Plantado no jardim da saudade,
Assistindo ao remoído passado encardir,
Ou lançado na fornalha da ansiedade,
Urdindo a tela obscura do porvir,
O corpo procura a verdade nos vultos
Fugidios que lampejam na floresta escura!
Acima da terra, o céu convive
Com o Sol, a Lua, as estrelas...
Convive também com as nuvens brancas
Que acendem no corpo a alegria fogosa,
E com as nuvens plúmbeas
Que derramam no corpo a tristeza chorosa!
O corpo não se entende com o espírito,
Porque um é a negação do outro,
Enquanto um cerze o traje surrado,
O outro cose a roupa nova da eternidade!
Na imperfeição do mundo natural,
As vidas se sucedem como os dias,
Quanto mais conhece o seu “eu desconhecido”

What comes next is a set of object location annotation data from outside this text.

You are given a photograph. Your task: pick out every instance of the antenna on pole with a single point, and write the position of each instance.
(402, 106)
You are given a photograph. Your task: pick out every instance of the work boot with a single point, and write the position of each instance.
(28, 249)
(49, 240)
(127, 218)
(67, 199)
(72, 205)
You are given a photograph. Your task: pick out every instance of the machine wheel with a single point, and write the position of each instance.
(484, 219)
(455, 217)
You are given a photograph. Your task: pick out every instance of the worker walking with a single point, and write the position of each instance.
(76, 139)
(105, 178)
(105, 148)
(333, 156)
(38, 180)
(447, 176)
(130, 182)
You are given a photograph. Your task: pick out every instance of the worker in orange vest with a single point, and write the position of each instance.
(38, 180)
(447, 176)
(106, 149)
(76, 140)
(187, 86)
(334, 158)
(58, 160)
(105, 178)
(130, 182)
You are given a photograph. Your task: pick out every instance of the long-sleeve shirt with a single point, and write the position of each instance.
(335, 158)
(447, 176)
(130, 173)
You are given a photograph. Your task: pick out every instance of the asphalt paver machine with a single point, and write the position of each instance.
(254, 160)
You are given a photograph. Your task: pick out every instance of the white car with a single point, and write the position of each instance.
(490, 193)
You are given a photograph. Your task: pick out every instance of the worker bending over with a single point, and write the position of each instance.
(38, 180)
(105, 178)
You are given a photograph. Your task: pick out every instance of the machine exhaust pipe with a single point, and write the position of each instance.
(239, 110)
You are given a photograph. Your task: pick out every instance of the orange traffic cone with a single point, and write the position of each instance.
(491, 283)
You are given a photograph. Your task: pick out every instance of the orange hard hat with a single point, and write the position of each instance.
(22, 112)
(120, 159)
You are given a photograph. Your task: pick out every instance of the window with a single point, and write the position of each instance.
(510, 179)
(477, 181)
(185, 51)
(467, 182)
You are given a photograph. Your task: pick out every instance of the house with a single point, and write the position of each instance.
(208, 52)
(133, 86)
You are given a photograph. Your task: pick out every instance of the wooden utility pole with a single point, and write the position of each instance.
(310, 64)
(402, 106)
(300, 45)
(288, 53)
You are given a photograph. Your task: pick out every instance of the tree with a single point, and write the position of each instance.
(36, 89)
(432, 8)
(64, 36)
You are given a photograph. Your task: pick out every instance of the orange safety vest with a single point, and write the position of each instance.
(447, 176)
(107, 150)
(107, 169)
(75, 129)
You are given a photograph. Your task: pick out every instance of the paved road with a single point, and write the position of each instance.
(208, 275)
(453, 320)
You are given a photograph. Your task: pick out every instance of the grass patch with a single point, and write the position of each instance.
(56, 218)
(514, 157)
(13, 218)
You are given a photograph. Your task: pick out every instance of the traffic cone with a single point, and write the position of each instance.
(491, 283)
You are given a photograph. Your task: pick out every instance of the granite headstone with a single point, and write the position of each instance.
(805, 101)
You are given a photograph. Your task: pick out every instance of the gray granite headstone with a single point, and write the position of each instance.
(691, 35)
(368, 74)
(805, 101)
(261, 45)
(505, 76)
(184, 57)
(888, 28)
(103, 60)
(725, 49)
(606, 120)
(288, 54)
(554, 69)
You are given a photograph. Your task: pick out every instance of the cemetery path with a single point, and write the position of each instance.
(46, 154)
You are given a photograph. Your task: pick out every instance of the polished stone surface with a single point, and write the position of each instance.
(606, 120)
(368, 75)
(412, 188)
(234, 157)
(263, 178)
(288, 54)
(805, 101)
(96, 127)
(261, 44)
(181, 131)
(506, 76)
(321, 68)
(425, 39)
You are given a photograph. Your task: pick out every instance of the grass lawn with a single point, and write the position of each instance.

Mais o espírito se eleva ao mundo perfeito!
Sem nunca ter certeza da luz do amanhã,
O hoje é toda a eternidade visível,
E o que ontem fulgia como rija verdade
De um dia para o outro se dissipa
Como as nuvens passageiras no céu aberto!
Motivado pela alvura redentora da Estrela do Oriente,
O espírito desconfia da dura aparência
Que reveste a quebradiça realidade,
E a insondável “flor da consciência”
Cresce aos poucos no jardim da intimidade!
Com os olhos feridos pela luz intensa,
Feridos como foram os olhos de Paulo de Tarso
(Porque os seus olhos ainda estão verdes
Para verem a face dos anjos iluminados),
O espírito enxerga apenas as sombras efêmeras
Projetadas nas frias paredes da Caverna de Platão,
Onde a angústia da morte conduz os seus passos lentos
E silenciosos no mundo abismal da expiação,
E essa visão lhe é tão amargamente dolorosa
Que lhe desperta o desejo latente da regeneração!